On 6 December 2018, three female law students from Pune filed a public-interest litigation in the Delhi high court, seeking the entry of women to the inner precinct of the Hazrat Nizamuddin Auliya dargah in the capital. The PIL was filed barely weeks after a five-judge bench of the Supreme Court lifted the ban on women’s entry into the Sabarimala temple in Kerala. Evidently, the Sabarimala judgement has had a cascading effect, with the Supreme Court now hearing another PIL, filed by a Muslim couple, demanding that the prohibition on the entry of Muslim women in any mosque be declared illegal in India.
Historically, policies of social reform have arisen from the political branches of the state. Throughout the 1950s and the 1960s, a wave of social-reform legislation created a state-supervised infrastructure that managed prominent religious institutions and removed caste-based restrictions on entry.
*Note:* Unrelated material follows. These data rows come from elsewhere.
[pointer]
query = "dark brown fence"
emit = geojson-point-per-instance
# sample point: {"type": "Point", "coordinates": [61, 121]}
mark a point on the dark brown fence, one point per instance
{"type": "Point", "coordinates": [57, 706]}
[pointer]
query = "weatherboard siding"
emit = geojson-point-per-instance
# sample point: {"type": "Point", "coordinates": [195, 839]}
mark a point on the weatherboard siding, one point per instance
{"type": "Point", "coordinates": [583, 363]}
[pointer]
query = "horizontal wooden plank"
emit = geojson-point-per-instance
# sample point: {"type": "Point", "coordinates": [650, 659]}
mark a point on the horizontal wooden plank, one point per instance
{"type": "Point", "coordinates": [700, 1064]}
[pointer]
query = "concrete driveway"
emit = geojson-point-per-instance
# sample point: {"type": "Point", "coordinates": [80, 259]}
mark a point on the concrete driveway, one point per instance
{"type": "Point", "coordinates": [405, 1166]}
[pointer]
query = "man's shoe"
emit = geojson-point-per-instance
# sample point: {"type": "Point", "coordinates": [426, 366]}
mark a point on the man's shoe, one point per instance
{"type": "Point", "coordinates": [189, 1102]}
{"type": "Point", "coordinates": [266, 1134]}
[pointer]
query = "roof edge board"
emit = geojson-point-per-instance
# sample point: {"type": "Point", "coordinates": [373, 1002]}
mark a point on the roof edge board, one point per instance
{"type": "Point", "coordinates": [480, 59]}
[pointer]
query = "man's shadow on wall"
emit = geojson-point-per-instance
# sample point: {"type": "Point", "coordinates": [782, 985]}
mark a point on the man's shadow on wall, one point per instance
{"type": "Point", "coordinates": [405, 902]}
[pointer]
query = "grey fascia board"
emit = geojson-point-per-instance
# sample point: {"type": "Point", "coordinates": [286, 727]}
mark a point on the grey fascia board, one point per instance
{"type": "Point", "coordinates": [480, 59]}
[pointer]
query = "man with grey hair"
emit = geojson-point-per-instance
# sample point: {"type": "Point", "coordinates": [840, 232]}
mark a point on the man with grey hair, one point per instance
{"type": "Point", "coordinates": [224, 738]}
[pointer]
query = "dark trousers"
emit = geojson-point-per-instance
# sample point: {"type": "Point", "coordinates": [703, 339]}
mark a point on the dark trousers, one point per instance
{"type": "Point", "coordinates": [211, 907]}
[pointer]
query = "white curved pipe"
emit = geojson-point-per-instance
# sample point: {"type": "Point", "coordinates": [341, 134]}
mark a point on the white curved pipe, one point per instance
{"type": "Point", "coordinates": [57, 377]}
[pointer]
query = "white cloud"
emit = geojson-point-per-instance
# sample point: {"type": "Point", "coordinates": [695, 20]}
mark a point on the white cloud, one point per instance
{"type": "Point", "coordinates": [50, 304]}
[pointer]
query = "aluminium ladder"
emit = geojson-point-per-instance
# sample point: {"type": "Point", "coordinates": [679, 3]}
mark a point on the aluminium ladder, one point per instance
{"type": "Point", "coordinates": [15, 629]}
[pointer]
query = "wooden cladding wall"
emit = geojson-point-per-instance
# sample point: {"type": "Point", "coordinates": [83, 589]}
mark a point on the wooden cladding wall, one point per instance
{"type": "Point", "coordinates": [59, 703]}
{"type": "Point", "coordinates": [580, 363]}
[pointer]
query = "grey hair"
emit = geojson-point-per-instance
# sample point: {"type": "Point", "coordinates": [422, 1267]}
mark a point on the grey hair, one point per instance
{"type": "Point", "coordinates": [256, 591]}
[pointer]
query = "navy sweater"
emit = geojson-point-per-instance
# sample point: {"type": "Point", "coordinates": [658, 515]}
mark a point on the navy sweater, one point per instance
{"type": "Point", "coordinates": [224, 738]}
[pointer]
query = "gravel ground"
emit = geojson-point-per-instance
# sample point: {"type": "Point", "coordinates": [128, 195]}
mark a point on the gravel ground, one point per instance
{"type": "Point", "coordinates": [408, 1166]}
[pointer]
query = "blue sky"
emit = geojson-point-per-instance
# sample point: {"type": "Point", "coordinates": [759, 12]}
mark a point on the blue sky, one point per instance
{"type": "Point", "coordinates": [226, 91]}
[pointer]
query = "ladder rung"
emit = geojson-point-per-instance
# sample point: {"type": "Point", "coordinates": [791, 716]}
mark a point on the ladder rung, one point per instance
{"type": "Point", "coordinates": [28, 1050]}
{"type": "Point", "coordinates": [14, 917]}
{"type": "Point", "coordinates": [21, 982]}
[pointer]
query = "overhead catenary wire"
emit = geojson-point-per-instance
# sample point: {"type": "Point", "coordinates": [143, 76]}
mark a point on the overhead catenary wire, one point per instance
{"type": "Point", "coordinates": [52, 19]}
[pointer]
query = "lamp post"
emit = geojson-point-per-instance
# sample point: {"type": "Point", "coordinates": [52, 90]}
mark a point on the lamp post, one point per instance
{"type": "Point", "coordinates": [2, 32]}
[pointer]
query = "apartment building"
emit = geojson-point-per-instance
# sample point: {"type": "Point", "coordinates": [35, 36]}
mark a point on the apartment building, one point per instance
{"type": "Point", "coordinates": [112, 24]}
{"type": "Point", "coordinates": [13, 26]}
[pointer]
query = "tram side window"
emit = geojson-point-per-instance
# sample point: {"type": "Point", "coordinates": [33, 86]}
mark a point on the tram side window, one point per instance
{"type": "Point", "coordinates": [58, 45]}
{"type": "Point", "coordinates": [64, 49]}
But in the last few years, the courts seem to have become the chief interlocutors in the social-reform process, raising enthusiasm for the judicial process as its main mode.
However, there is a deep and unresolved tension at the centre of our constitutional practice. We care about religious freedom—the right of individuals and groups to autonomously conduct their religious lives and practices. But our constitution also requires that we be sensitive to removing the entrenched practices of subordination and domination. These two values are often in conflict.